At first the module was gym, and then after pip installing now it’s tree. My model doesn’t use either of these, so I’m confused where these requirements are coming from. Before launching a large search space on a remote machine, I want to make sure that I can reliably retrieve the results of a prior tune.run() from disk in case the process crashes before printing analysis.best_config (in which case all the time spent on trials would’ve been wasted)

Hey @addisonklinke, thanks for reporting this. I took a look and found this workflow to be a little confusing/misleading as well. I created a Github issue to track this here: [Bug][Tune] Loading `ExperimentAnalysis` requires `Trainable` to be registered. · Issue #21212 · ray-project/ray · GitHub.

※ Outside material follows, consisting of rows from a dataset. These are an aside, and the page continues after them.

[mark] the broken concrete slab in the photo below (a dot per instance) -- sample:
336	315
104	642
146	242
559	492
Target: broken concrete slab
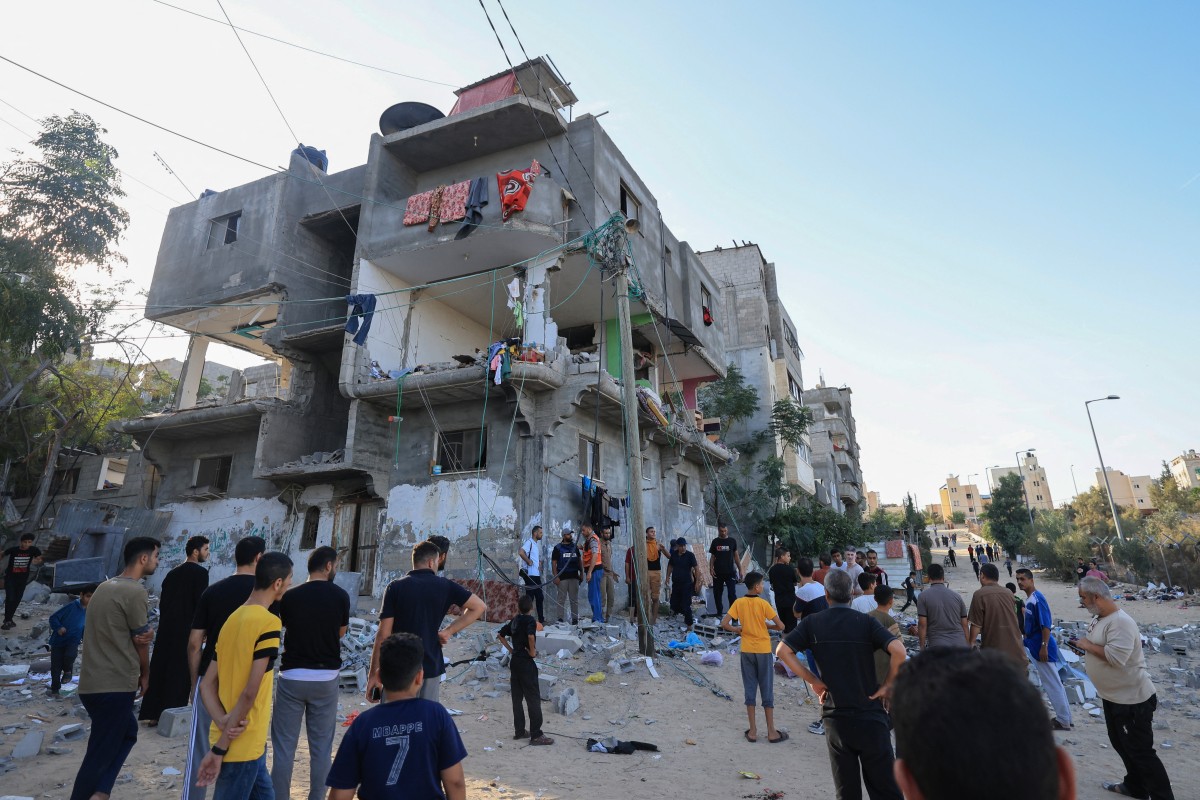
175	722
29	746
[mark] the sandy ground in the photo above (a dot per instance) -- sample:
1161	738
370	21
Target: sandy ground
699	734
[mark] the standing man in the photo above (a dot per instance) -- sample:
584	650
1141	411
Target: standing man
856	723
237	689
593	571
16	576
783	576
531	555
1042	648
683	579
991	617
568	564
315	618
609	588
115	668
654	576
217	602
417	603
724	566
941	614
178	599
1117	667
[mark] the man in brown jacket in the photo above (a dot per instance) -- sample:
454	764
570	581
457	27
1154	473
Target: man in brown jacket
991	614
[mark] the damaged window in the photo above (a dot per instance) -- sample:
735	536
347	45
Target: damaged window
213	473
462	451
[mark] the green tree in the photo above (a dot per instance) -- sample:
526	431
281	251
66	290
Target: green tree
1008	521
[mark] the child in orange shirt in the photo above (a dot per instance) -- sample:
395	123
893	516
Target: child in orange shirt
756	619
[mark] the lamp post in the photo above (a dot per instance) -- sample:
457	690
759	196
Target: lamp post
1025	491
1104	470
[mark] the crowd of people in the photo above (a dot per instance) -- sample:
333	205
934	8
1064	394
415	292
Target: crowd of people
889	721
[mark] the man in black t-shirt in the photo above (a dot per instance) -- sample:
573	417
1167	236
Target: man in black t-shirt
417	603
16	576
684	577
217	602
781	576
315	617
856	723
724	566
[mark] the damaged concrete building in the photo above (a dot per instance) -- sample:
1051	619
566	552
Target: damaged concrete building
373	439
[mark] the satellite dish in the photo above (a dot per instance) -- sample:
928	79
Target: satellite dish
402	116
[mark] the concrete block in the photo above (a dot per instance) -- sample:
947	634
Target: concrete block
553	641
71	732
175	722
75	573
568	702
31	745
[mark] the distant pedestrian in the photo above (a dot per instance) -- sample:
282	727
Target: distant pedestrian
178	599
66	635
856	723
684	577
115	668
756	619
1043	649
609	588
781	577
238	687
1116	665
523	672
724	565
593	570
315	615
418	603
910	591
531	573
423	732
991	617
941	614
939	703
567	561
16	575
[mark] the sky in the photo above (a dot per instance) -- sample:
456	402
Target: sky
982	215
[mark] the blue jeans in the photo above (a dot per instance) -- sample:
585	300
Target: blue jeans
594	595
114	731
244	781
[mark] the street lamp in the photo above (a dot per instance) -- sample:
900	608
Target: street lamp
1025	491
1104	470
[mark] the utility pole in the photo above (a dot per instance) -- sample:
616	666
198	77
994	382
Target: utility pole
633	449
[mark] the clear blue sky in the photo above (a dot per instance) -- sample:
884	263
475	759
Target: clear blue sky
982	215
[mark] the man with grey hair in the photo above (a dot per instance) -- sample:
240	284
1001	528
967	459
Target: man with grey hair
856	722
1117	668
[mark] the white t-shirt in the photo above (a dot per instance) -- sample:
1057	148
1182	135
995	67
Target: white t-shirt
533	549
865	603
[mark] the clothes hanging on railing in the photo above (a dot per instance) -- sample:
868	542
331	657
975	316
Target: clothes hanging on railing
364	306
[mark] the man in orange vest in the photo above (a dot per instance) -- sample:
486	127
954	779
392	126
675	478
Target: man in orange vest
593	571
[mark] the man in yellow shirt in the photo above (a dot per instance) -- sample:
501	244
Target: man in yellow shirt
238	692
756	618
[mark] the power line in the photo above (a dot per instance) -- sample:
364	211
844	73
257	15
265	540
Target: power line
309	49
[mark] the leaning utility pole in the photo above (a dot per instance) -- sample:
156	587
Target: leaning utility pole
633	447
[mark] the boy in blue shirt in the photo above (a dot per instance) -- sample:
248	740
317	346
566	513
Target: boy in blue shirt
66	633
406	746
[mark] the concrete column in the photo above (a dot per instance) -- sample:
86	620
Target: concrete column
193	370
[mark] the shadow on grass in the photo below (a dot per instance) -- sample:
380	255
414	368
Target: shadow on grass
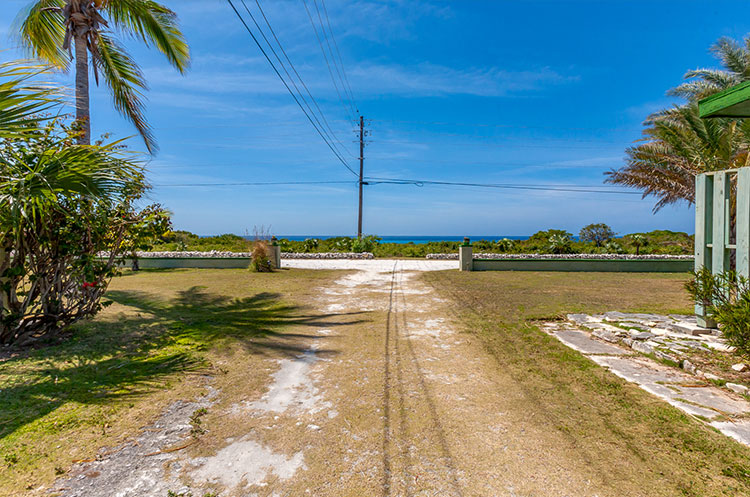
116	359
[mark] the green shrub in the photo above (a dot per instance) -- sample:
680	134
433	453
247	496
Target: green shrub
597	234
560	244
260	257
726	299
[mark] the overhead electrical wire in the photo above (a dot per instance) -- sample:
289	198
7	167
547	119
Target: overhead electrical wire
255	39
255	183
341	60
419	183
294	69
333	56
325	56
509	186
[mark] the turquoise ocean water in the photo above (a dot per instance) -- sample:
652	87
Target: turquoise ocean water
412	238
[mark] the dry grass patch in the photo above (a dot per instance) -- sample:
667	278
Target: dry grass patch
635	442
168	335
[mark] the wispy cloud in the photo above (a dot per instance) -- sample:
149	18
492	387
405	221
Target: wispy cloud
427	79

In short, the primary issue seems to be that the Trainable is not registered beforehand. As a result, the code tries to import some pre-defined RLlib Trainables, which then causes the error message you’ve observed.

To resolve this, you can add the following lines of code:

from ray.tune import register_trainable
register_trainable(training_function_name, training_function)

training_function_name should be the name of your training_function, but you can verify what the code expects this name to be by searching for trainable_name in the "~/ray_results/example-experiment/experiment_state-<date>.json file.

1 Like

@matthewdeng Thanks for the tip. Follow the PyTorch Lightning tutorial, would this be the correct implementation of your suggestion?

register_trainable('train_mnist_tune', train_mnist_tune)

For my training function (and I suspect the MNIST example as well), this raises

ValueError: Unknown argument found in the Trainable function. 
The function args must include a 'config' positional parameter. 
Any other args must be 'checkpoint_dir'

How then can I have a training function which takes other parameters such as number of GPUs, path to data on disk, etc? Do all of these belong in the config?

EDIT

By adding checkpoint_dir=None as the second parameter to train_mnist_tune(), I am able to avoid the above value error and include additional parameters. However, once tune.run() completes, I still get the original “could not load trials from experiment checkpoint” error when trying to initialize an ExperimentAnalysis object from the ~/ray_results folder.

I noticed the population based training section of the Lightning tutorial mentions adding checkpoints via TuneReportCheckpointCallback, so I tried this. Now there are checkpoint files in each trial folder, but it did not fix the analysis loading

EDIT 2

I see now that register_trainable() must be called within the same process that initializes ExperimentAnalysis. Previously I thought the registration was supposed to occur in the original tune.run() process, and that’s why it was not fixing the issue. With this modification, the proposed workaround is successful

Awesome! I’m glad you were able to find success here, and thanks for sharing the steps you took (if anyone else runs into this same issue I think they’ll really appreciate this).